La coupole de l’église des Théatins

Le quartier de la residence princiere

La coupole de l’église des Théatins

Tout à l’heure, nous avons parlé de voie triomphale conduisant à l’autel depuis le portail.
Et bien, levez les yeux vers les arcades, à droite comme à gauche, qui donnent accès depuis la nef aux chapelles latérales. Au dessus de chaque arcade repose un angelot gigantesque. Ces anges nous montrent le chemin. Ils ont tous un bras pointé en direction de l’autel. Certains ont même un doigt sur la bouche en signe de silence contemplatif. N’est ce pas une géniale invention des décorateurs ? Car encore une fois, il faut toujours essayer de se remettre dans le contexte de l’époque pour imaginer l’impact que cela devait avoir sur les fidèles. Et à l’époque, ce spectacle devait être très marquant. Mais lorsque les gens suivaient cette voie triomphale indiquée par les anges et gardés par ces immenses piliers, ils arrivaient près de la coupole et y recevaient l’hostie. Alors, concentrons-nous maintenant sur la coupole et sur le majestueux maître autel. Levez la tête vers la coupole qui domine à une hauteur vertigineuse, hauteur qui est encore accentuée par la présence de Dieu le père peint au centre, Dieu qui semble planer au dessus de nous. Regardez l’originalité géométrique de cette coupole admirablement décorée. En effet, elle est formée d’une tour circulaire de deux niveaux puis de la coupole proprement dite. Cette structure se nomme en architecture un tambour. Nous y retrouvons les mêmes éléments décoratifs que dans le reste de l’église : hauts pilastres, fleurettes en stuc et statues. Comme la nef, la coupole possède une structure très régulière. Nous trouvons d’abord à sa naissance une rangée de niches abritant de grandes statues séparées régulièrement par des panneaux ornementaux. Puis un niveau de grandes fenêtres séparées par de hauts pilastres et enfin la coupole proprement dite à nouveau percée de lucarnes.
Si vous comptez les statues placées dans les niches, vous obtiendrez le nombre de huit.
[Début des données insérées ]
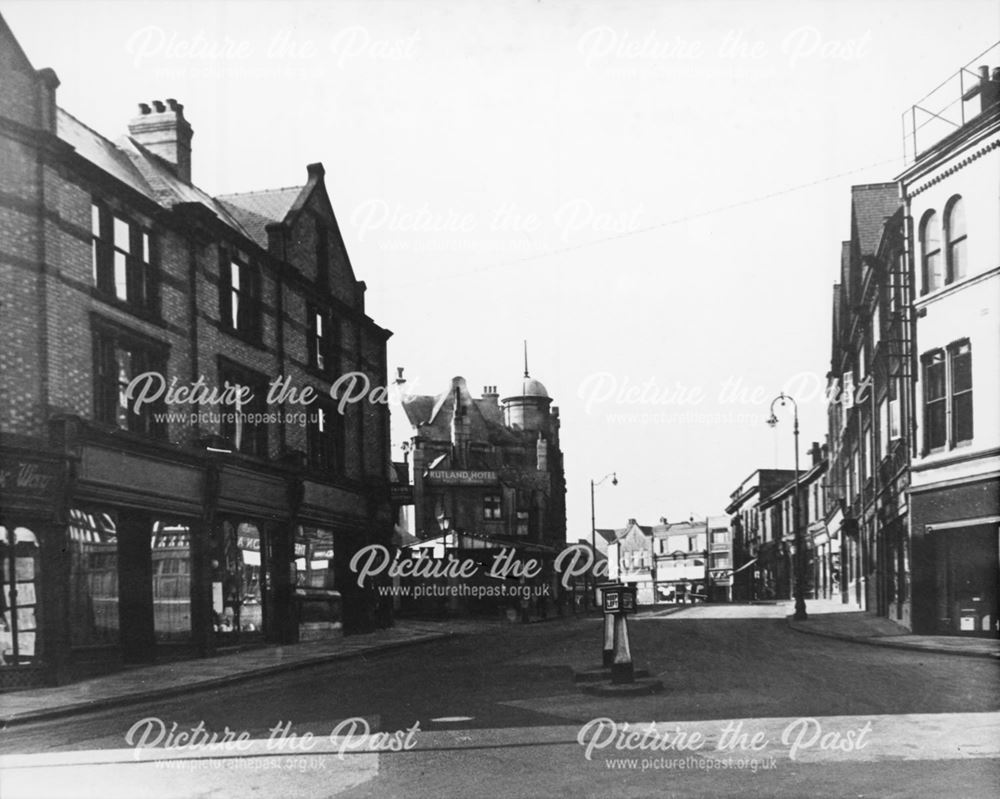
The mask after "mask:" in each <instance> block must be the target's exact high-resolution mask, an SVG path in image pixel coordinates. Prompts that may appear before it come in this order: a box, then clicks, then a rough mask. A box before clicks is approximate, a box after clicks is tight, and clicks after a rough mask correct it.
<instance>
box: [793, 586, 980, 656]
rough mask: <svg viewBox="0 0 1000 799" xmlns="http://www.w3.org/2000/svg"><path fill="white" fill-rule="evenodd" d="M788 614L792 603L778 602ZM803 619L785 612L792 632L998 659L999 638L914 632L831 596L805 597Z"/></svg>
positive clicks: (868, 642)
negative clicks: (821, 598)
mask: <svg viewBox="0 0 1000 799" xmlns="http://www.w3.org/2000/svg"><path fill="white" fill-rule="evenodd" d="M778 605H779V607H782V608H786V609H787V611H788V613H789V614H791V613H792V612H793V610H794V606H793V603H791V602H780V603H778ZM806 615H807V618H806V620H805V621H795V619H793V618H792V617H791V615H789V617H788V625H789V627H791V628H792V629H793V630H795V631H796V632H800V633H808V634H809V635H821V636H825V637H827V638H839V639H841V640H844V641H853V642H854V643H858V644H870V645H872V646H888V647H892V648H894V649H915V650H919V651H922V652H940V653H944V654H948V655H965V656H967V657H984V658H993V659H1000V639H997V638H978V637H975V636H962V635H914V634H913V633H911V632H910V631H909V630H907V629H906V628H905V627H903V626H902V625H900V624H897V623H896V622H894V621H892V620H891V619H887V618H884V617H882V616H876V615H874V614H872V613H867V612H865V611H859V610H856V609H855V608H854V607H853V606H851V605H844V604H843V603H841V602H840V601H838V600H832V599H807V600H806Z"/></svg>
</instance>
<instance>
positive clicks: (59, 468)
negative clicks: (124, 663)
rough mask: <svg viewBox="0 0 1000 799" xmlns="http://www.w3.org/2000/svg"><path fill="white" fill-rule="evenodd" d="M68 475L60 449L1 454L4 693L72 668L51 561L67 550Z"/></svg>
mask: <svg viewBox="0 0 1000 799" xmlns="http://www.w3.org/2000/svg"><path fill="white" fill-rule="evenodd" d="M68 472H69V464H68V461H67V460H66V459H65V458H63V457H61V456H59V455H58V454H56V453H44V452H43V451H40V450H39V449H37V448H32V449H26V448H20V447H14V446H7V445H5V446H4V447H3V450H2V452H0V690H10V689H15V688H30V687H35V686H39V685H46V684H49V683H51V682H53V681H54V680H55V679H56V675H57V673H59V672H62V671H64V670H65V668H66V664H65V659H64V658H63V657H62V653H63V650H64V645H63V641H62V640H61V639H62V638H63V637H64V635H65V629H64V626H63V625H61V624H60V620H59V615H58V606H59V603H60V597H59V592H60V586H61V583H60V581H59V579H58V574H57V573H56V572H55V571H54V570H53V569H52V564H53V563H55V562H57V561H58V560H59V558H60V555H61V544H62V539H61V532H62V530H63V529H64V523H63V513H64V510H63V508H64V505H63V504H62V500H63V491H64V486H65V482H66V476H67V474H68Z"/></svg>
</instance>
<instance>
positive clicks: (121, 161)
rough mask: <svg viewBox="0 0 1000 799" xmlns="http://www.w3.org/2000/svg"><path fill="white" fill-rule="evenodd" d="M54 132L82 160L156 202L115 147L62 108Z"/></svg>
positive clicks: (140, 173) (149, 188) (153, 196)
mask: <svg viewBox="0 0 1000 799" xmlns="http://www.w3.org/2000/svg"><path fill="white" fill-rule="evenodd" d="M56 132H57V134H58V136H59V138H60V139H62V140H63V141H64V142H66V143H67V144H69V145H71V146H72V147H73V148H74V149H75V150H76V151H77V153H79V154H80V155H81V156H82V157H83V158H84V159H86V160H87V161H89V162H90V163H92V164H93V165H94V166H96V167H98V168H99V169H101V170H103V171H105V172H107V173H108V174H109V175H111V176H112V177H115V178H117V179H118V180H120V181H121V182H122V183H124V184H126V185H127V186H130V187H131V188H133V189H135V190H136V191H137V192H139V193H140V194H142V195H144V196H146V197H148V198H149V199H150V200H152V201H153V202H156V201H157V199H156V192H154V191H153V187H152V186H150V185H149V183H147V182H146V179H145V178H144V177H143V175H142V173H141V172H140V171H139V169H138V167H137V166H136V165H135V164H134V163H133V162H132V159H130V158H129V157H128V156H127V155H126V154H125V153H124V152H123V151H122V150H121V148H119V147H116V146H115V145H114V144H113V143H112V142H111V141H109V140H108V139H106V138H104V137H103V136H102V135H101V134H100V133H98V132H97V131H95V130H92V129H91V128H89V127H87V126H86V125H84V124H83V123H82V122H81V121H80V120H79V119H77V118H76V117H75V116H73V115H72V114H70V113H69V112H68V111H65V110H63V109H62V108H57V109H56Z"/></svg>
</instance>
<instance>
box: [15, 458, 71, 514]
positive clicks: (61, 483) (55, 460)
mask: <svg viewBox="0 0 1000 799" xmlns="http://www.w3.org/2000/svg"><path fill="white" fill-rule="evenodd" d="M62 478H63V466H62V463H61V462H60V461H57V460H42V459H39V458H36V457H32V456H31V455H23V456H20V457H18V456H16V455H14V454H13V453H10V454H8V453H4V454H3V455H2V456H0V495H2V496H3V504H4V505H10V504H13V503H15V502H17V501H18V500H20V501H32V500H34V501H41V502H51V501H53V500H54V498H55V497H56V495H57V493H58V492H59V491H60V489H61V488H62Z"/></svg>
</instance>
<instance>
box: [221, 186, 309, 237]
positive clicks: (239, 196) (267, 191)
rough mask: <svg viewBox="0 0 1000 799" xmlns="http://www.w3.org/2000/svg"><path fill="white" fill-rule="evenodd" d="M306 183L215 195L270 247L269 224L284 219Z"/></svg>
mask: <svg viewBox="0 0 1000 799" xmlns="http://www.w3.org/2000/svg"><path fill="white" fill-rule="evenodd" d="M304 188H305V186H287V187H285V188H283V189H269V190H266V191H250V192H245V193H242V194H221V195H219V196H218V197H216V199H217V200H218V201H219V202H220V203H221V204H222V206H223V207H224V208H225V209H226V211H228V212H229V213H230V214H231V215H232V216H233V217H234V218H235V219H236V220H237V221H239V223H240V224H241V225H242V226H243V227H244V228H245V229H246V231H247V233H249V234H250V238H252V239H253V240H254V241H255V242H257V244H259V245H260V246H261V247H263V248H264V249H267V226H268V225H270V224H272V223H274V222H283V221H284V219H285V217H286V216H287V215H288V212H289V210H291V207H292V206H293V205H294V204H295V201H296V199H298V197H299V195H300V194H301V193H302V190H303V189H304Z"/></svg>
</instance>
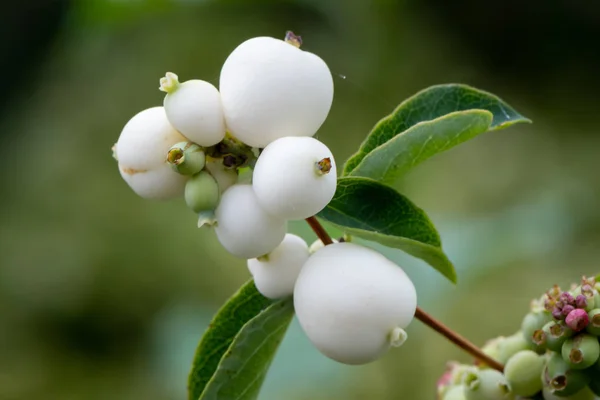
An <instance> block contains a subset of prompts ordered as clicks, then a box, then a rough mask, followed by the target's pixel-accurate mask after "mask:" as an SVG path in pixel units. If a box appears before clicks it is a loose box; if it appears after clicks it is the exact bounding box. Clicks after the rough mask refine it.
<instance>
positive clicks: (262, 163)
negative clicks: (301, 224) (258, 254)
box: [252, 137, 337, 220]
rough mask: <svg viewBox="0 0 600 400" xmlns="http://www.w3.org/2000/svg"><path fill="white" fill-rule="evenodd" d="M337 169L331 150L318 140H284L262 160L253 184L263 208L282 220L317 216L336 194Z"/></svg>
mask: <svg viewBox="0 0 600 400" xmlns="http://www.w3.org/2000/svg"><path fill="white" fill-rule="evenodd" d="M336 174H337V170H336V166H335V160H334V159H333V155H332V154H331V151H330V150H329V149H328V148H327V146H325V145H324V144H323V143H321V142H319V141H318V140H317V139H314V138H310V137H284V138H281V139H277V140H275V141H274V142H272V143H271V144H269V145H268V146H267V147H266V148H265V149H264V150H263V152H262V153H261V155H260V156H259V157H258V160H257V161H256V165H255V167H254V174H253V177H252V185H253V187H254V192H255V193H256V197H257V198H258V201H259V203H260V205H261V206H262V207H263V208H264V209H265V210H266V211H267V212H269V213H271V214H273V215H275V216H278V217H280V218H285V219H290V220H299V219H304V218H308V217H310V216H312V215H315V214H317V213H318V212H319V211H321V210H322V209H323V208H325V206H326V205H327V204H328V203H329V202H330V201H331V199H332V198H333V195H334V194H335V188H336V183H337V176H336Z"/></svg>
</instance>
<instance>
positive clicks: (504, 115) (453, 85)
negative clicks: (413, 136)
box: [343, 84, 531, 175]
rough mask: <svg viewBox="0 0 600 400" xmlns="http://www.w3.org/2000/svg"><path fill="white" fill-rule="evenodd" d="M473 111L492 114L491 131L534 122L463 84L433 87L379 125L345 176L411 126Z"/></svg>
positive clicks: (488, 93) (511, 108)
mask: <svg viewBox="0 0 600 400" xmlns="http://www.w3.org/2000/svg"><path fill="white" fill-rule="evenodd" d="M473 109H479V110H487V111H489V112H491V113H492V115H493V120H492V124H491V125H490V127H489V130H491V131H493V130H498V129H503V128H506V127H509V126H511V125H513V124H516V123H520V122H531V121H530V120H529V119H527V118H525V117H524V116H522V115H521V114H519V113H518V112H517V111H515V110H514V109H513V108H512V107H511V106H509V105H508V104H506V103H505V102H504V101H503V100H502V99H500V98H499V97H497V96H495V95H493V94H491V93H488V92H484V91H482V90H479V89H475V88H473V87H470V86H467V85H461V84H446V85H436V86H431V87H429V88H427V89H425V90H422V91H420V92H419V93H417V94H415V95H414V96H412V97H410V98H408V99H407V100H405V101H404V102H402V103H401V104H400V105H399V106H398V107H397V108H396V109H395V110H394V112H393V113H392V114H390V115H388V116H387V117H385V118H383V119H382V120H381V121H379V122H378V123H377V125H375V127H374V128H373V130H372V131H371V133H370V134H369V136H367V138H366V139H365V141H364V142H363V144H362V145H361V147H360V149H359V150H358V152H357V153H356V154H355V155H353V156H352V157H350V159H349V160H348V161H347V162H346V165H345V166H344V172H343V174H344V175H349V174H350V172H352V170H354V168H356V167H357V166H358V165H359V164H360V163H361V161H362V160H363V158H365V157H366V155H367V154H369V153H370V152H371V151H373V150H375V149H376V148H377V147H379V146H381V145H382V144H384V143H386V142H387V141H388V140H390V139H392V138H393V137H395V136H396V135H399V134H400V133H402V132H404V131H406V130H407V129H409V128H410V127H411V126H413V125H416V124H418V123H419V122H423V121H430V120H432V119H436V118H439V117H441V116H444V115H446V114H449V113H452V112H455V111H466V110H473Z"/></svg>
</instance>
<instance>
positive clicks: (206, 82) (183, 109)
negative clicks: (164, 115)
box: [161, 72, 225, 146]
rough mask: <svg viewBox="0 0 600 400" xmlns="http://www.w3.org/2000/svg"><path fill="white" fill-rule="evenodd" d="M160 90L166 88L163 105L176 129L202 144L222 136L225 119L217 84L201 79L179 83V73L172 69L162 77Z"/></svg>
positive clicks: (169, 119)
mask: <svg viewBox="0 0 600 400" xmlns="http://www.w3.org/2000/svg"><path fill="white" fill-rule="evenodd" d="M161 90H163V91H165V92H167V95H166V96H165V99H164V106H165V110H166V112H167V117H168V118H169V121H170V122H171V124H172V125H173V126H174V127H175V129H177V130H178V131H179V132H181V133H182V134H183V135H184V136H185V137H187V138H188V139H189V140H191V141H192V142H194V143H197V144H199V145H200V146H213V145H215V144H217V143H219V142H220V141H221V140H223V138H224V137H225V119H224V117H223V107H222V106H221V95H220V94H219V91H218V90H217V88H216V87H214V86H213V85H212V84H211V83H209V82H206V81H203V80H199V79H192V80H189V81H185V82H183V83H179V82H178V81H177V75H175V74H173V73H170V72H169V73H167V76H166V77H165V78H163V79H161Z"/></svg>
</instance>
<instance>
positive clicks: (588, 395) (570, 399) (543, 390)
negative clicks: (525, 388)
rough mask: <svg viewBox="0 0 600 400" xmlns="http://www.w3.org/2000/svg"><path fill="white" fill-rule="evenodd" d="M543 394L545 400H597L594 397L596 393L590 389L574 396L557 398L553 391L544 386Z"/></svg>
mask: <svg viewBox="0 0 600 400" xmlns="http://www.w3.org/2000/svg"><path fill="white" fill-rule="evenodd" d="M542 394H543V396H544V397H543V399H544V400H595V399H596V397H595V396H594V393H593V392H592V391H591V390H590V388H589V387H587V386H586V387H584V388H583V389H581V390H580V391H578V392H577V393H575V394H572V395H570V396H557V395H555V394H552V390H551V389H550V388H549V387H547V386H544V390H543V391H542Z"/></svg>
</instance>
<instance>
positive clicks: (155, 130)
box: [114, 107, 188, 200]
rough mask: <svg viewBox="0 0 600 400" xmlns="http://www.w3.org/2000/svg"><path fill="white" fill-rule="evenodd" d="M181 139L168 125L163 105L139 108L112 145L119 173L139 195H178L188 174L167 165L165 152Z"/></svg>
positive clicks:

Est-ce un hasard ? Non, il s’agit des 8 jours de la semaine selon la théorie dite du Aeon. Le aeon est un mot grec qui apparaît plusieurs fois dans la Bible pour signifier une période temporelle dont la base est une semaine de 8 jours. Les fenêtres sont exactement du même nombre. Ce qui n’est pas une surprise puisqu’elles sont percées exactement au-dessus des statues pour conserver la symétrie jusqu’au sommet de la coupole. Mais à propos : que représentent ces grandes statues vêtues à l’antique de grandes robes ? Est-ce que ce sont des anges ? Non, car nous ne voyons pas dépasser d’ailes dans leur dos. Il s’agit des figures symboliques des 8 béatitudes. Un thème peu connu avouons-le. Ces Béatitudes font référence à un sermon de Jésus Christ à ses fidèles qui promettait le royaume de Dieu à ceux qui souffraient. Chaque phrase du sermon commence par « Heureux les » : suivent les noms de ceux que représentent les Béatitudes, à savoir : les pauvres de cœur, les doux, ceux qui pleurent, ceux qui ont faim et soif de Justice, les miséricordieux, les cœurs purs, ceux qui oeuvrent pour la paix et ceux qui sont persécutés pour la justice.